Les prestataires de service télévisuel ont ainsi développé leur offre, bénéficiant d'un contexte technologique favorable, caractérisé par l'augmentation quantitative et l'amélioration qualitative des infrastructures de transmission et de réception. Le nombre de chaînes disposant d'une couverture nationale et émettant par voie terrestre sur l'ensemble de l'Union européenne est estimé, au début de l'année 2000, à plus de 585.
Cependant, en raison du développement concomitant de la diffusion par satellite, le marché de l'audiovisuel européen est désormais transfrontalier. Ainsi, cinquante chaînes diffusent en priorité leurs programmes vers d'autres marchés que ceux de leur pays d'établissement, surtout lorsque ceux-ci appartiennent à une même communauté linguistique.

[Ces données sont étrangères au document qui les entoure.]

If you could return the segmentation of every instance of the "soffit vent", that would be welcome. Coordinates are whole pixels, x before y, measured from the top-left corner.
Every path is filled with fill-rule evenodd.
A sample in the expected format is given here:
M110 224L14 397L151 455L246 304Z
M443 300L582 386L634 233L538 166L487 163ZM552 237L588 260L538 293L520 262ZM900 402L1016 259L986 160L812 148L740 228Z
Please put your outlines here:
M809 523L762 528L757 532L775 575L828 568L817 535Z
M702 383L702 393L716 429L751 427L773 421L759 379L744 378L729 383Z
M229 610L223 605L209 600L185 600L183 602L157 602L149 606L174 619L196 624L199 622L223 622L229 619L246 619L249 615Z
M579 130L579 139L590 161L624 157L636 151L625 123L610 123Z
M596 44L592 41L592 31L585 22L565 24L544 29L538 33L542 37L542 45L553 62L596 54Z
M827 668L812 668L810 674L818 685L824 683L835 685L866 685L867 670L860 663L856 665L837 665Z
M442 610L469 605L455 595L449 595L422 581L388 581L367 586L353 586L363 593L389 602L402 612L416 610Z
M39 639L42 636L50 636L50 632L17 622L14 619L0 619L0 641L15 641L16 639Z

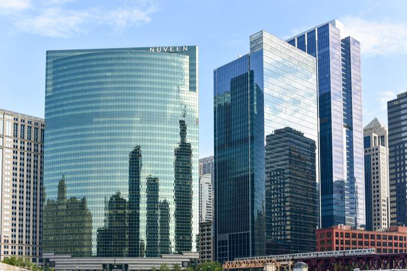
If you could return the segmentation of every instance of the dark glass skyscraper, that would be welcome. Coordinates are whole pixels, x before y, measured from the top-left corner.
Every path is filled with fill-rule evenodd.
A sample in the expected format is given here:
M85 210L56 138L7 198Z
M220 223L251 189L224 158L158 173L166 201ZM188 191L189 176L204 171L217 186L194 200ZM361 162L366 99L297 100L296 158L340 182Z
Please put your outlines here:
M288 40L316 58L322 227L364 226L360 46L336 20Z
M46 83L45 255L194 251L197 47L50 51Z
M266 137L268 254L316 251L319 195L315 144L289 127Z
M391 225L407 225L407 92L387 102Z
M289 232L279 242L302 242L301 232L314 248L318 225L315 58L264 31L250 40L250 53L214 72L214 246L220 262L270 254L279 245L270 229L278 225ZM284 164L277 164L271 152L279 153ZM303 167L296 168L299 163ZM291 201L297 189L278 193L271 172L287 183L298 182L300 176L306 180L302 187L309 190L297 195L304 204ZM279 211L273 209L277 194L293 207L293 215L282 223L273 220ZM308 225L301 227L305 219ZM291 227L300 221L301 226Z

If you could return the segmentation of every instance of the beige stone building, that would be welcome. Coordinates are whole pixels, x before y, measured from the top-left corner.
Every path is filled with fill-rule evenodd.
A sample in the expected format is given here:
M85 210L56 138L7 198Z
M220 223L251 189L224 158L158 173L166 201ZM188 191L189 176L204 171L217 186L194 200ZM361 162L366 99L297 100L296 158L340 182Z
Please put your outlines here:
M44 119L0 109L1 260L41 264Z
M365 127L363 134L366 228L380 230L390 226L387 127L375 118Z

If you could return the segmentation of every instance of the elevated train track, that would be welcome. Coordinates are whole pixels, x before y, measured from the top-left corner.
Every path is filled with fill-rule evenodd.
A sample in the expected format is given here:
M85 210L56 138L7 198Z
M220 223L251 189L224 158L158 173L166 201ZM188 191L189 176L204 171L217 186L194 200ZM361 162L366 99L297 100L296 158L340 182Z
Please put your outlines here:
M348 271L407 268L405 253L376 254L374 249L237 258L226 262L224 269L262 268L272 265L277 271L291 271L297 261L308 265L309 271Z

Dans cette évolution s'inscrivent en outre les constants progrès de la technologie numérique, que ce soit par voie satellitaire ou terrestre. Aussi, le Royaume-Uni, depuis 1998, ainsi que l'Espagne et la Suède, depuis 1999, disposent désormais de services numériques de télévision terrestre.
Les années 90 ont également connu l'émergence de chaînes thématiques émettant, soit par satellites ou réseaux cablés, soit par radiodiffusion numérique terrestre. Représentant globalement près de 3,5 millions d'heures de programmes par an, ces chaînes sont le plus souvent proposées dans le cadre de bouquets diffusés par les opérateurs à péage.
Enfin, l'augmentation des possibilités de transmission par satellite ou câble, ainsi que le développement de la technologie numérique terrestre, devraient bénéficier, dans les prochaines années, aux chaînes locales.
2. Un marché en constante valorisation
Le marché européen de l'audiovisuel demeure porteur avec, pour les seuls pays membres de l'Union européenne, plus de 152 millions de téléviseurs et près du quart des foyers disposant d'une connexion par câble. Ces derniers constituent également la cible principale des opérateurs, en raison de leur accès immédiat à toute une gamme de services, combinant la télévision interactive, le réseau internet et la téléphonie locale.
Le financement des organismes de radiodiffusion télévisuelle de l'Union européenne reste assuré principalement par les recettes publicitaires qui ont atteint, pour l'année 1999, un montant de l'ordre de 23,2 milliards d'euros de recettes. En outre, ces dernières années ont été marquées par la nette augmentation du nombre des abonnements aux chaînes payantes, produisant, en 1998, 7,3 milliards d'euros de recettes et connaissant, depuis lors, une croissance annuelle de plus de 10 %.
Les redevances payées par les téléspectateurs assurent encore une grande part du financement des organismes de radiodiffusion télévisuelle du service public, en Allemagne et en France. Cependant, les recettes commerciales des organismes publics de radiodiffusion télévisuelle assurent jusqu'au tiers des recettes chez nos partenaires belge, danois, espagnol, italien et suédois.
Par ailleurs, les principaux opérateurs audiovisuels européens ont mis en oeuvre une politique d'alliance afin, notamment, de rapprocher les fournisseurs de contenu avec les distributeurs de services audiovisuels.
Ainsi les alliances des groupes Pearson et CLT-UFA, Kirch avec Mediaset et BskyB, Sat-1 et Prosieben ou encore la fusion entre Vivendi et Seagram illustrent le choix de la concentration opérée par les grands opérateurs privés afin de bénéficier au mieux de ce marché en constante valorisation.
* 1 Loi n° 2000-719 du 1 er août 2000.